Parks Canada and the Department of Environment at the time budgeted more than $282,710 a year for media monitoring including $50,145 to Press News Inc. and $23,632 to Cedrom-SNI Inc. Manager Patenaude had “experience with the purchase of subscriptions for Parks Canada” and should have known Blacklock’s terms and conditions were “plainly visible,” said the Court.

“Had Ms. Patenaude been curious enough she would have clicked on the button ‘Terms And Conditions’ and right upfront she would have read the paragraphs,” wrote Justice Roy. Terms stated: “You acknowledge and agree one subscription is allotted per subscriber. Distribution of articles, photographs, images, writings or other content of any kind by a single subscriber by paper, electronic file, disc, intranet or any and all methods is not permissible. For bulk subscriptions see ‘Contact.’”

Evidence showed Patenaude also immediately received multiple email notices stating: “For institutional subscribers who would like to share or distribute content in-house please contact publisher Holly Doan for custom bulk rates,” with an email and phone number provided.

Justice Roy ruled Blacklock’s terms and conditions though “plainly visible” were irrelevant and the email notices too bewildering for Parks Canada management to comprehend. “What is an ‘institutional subscriber’ other than a subscriber who happens to be an institution of some sort? he wrote. “What is a ‘bulk subscription’? What constitutes ‘distribution’ or ‘share’?”

Records showed Manager Patenaude shared the password with at least nine others and offered it to anyone who asked “if you ever need to access any Blacklock’s article.” Each password granted access to Blacklock’s entire database of thousands of copyright works.

Access To Information records showed where passwords were not shared, Parks Canada staff cut and paste password-protected content for sharing by email. The agency had 2,160 employees at the time.

Blacklock’s argued in Federal Court that password sharing violated 2012 amendments to the Copyright Act forbidding the breach of any “technological protection measure” to access works. Parliament wrote no person shall “avoid, bypass, remove, deactivate or impair the technological measure” without a copyright owner’s permission. The Act defined a technological protection measure as “any effective technology, device or component that in the ordinary course of its operation controls access to a work.”

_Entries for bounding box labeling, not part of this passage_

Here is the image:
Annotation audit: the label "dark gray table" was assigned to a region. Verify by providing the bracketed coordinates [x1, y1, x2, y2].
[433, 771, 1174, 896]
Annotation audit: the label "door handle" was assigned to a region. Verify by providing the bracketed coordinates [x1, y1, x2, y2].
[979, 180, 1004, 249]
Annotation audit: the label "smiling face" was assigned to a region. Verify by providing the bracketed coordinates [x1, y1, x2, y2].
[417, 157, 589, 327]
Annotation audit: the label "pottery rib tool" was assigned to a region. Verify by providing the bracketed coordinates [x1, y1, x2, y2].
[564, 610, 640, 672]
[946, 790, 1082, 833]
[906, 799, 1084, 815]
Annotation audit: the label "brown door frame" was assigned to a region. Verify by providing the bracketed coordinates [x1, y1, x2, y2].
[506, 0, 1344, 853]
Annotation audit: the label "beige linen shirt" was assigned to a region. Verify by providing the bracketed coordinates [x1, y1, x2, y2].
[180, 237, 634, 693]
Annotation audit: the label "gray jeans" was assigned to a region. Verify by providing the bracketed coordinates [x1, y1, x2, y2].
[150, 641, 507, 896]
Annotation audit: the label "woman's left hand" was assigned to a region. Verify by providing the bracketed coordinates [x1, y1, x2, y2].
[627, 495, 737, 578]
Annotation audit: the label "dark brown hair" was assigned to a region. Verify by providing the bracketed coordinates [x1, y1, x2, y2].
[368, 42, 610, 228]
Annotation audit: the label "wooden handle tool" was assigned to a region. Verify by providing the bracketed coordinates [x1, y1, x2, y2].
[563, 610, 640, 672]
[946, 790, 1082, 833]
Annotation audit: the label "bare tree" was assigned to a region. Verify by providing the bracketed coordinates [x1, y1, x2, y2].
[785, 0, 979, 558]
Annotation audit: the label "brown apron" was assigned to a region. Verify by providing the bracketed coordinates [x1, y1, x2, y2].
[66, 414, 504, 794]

Justice Roy wrote “there is no evidence of what a ‘password’ is” and that password buyers were entitled to share them without any stated limit. “Use of a password, if it is otherwise a technological protection measure, does not constitute the circumvention of the technological protection measures of the Copyright Act,” he wrote.

Michael Geist, Canada Research Chair at the University of Ottawa, called the ruling a “huge win” for people who do not want to pay for content. “The decision could have enormous implications,” Geist wrote in a blog post, adding that media creators “cannot merely rely on passwords protecting their works.”

Blacklock’s shareholders said in a statement: “Since 2016 we have tramped in and out of Federal Court hearings to uphold Canadian publishers’ centuries-old right to sell subscriptions and prosecute shoplifters. We were naive. The biggest corporation in the land, the Government of Canada, gained new powers to steal from the littlest publisher.”

“Federal media meddling is now complete,” said shareholders. “Paid media get the carrots – $29,750 employee rebates, 15 percent subscription tax credits, six-figure ‘media monitoring’ payments and $94,000 cash-for-coverage – and independent publishers get the stick. Carefully scrutinize the self-interest of anyone who claims otherwise.”